# 1967 huffy tandem



## schwinnguyinohio (Sep 20, 2015)

Picked this up today and was wondering if it's easily dated was told 1967 and looks original and good shape. Have been looking for a schwinn twin
 But now kinda like this frame male/female setup better


----------



## Awhipple (Sep 20, 2015)

Nice bike. I like that setup also.


----------



## schwinnguyinohio (Sep 20, 2015)

Thanks I will give it a clean and lube this winter


----------



## partsguy (Sep 20, 2015)

Of all the tandems I have seen this has to be my favorite. However, this bike is not a 1967 model. It's pre-'63 with that frame and chain ring combo.
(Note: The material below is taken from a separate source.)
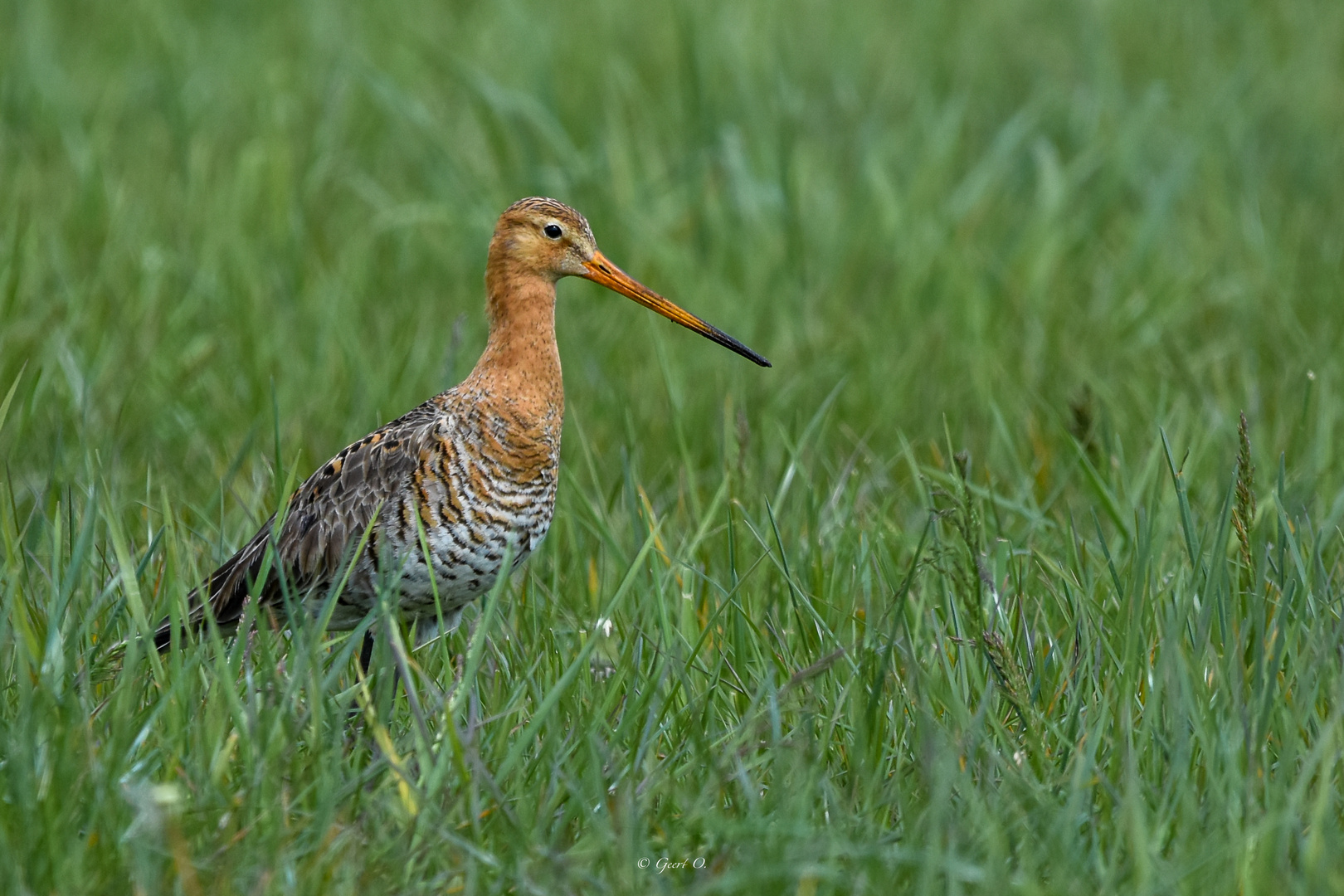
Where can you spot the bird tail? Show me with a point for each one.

What's the serial number on the rear dropout?


----------



## schwinnguyinohio (Sep 21, 2015)

s/n is 1H305036  1963?


----------



## partsguy (Sep 22, 2015)

1961 Huffy Tandem

1 = 19_1
H = Huffman
305036 = Internal production code

To determine the decade, traits such as the frame, paint, chaingaurd, and chain rings tell me it's 1960's.


----------



## schwinnguyinohio (Sep 23, 2015)

Ok thanks for the date info older than I thought which is good


----------



## StoneWoods (Dec 22, 2015)

I've got a red one very similar to it in parts but missing the front portion of the chainguard


----------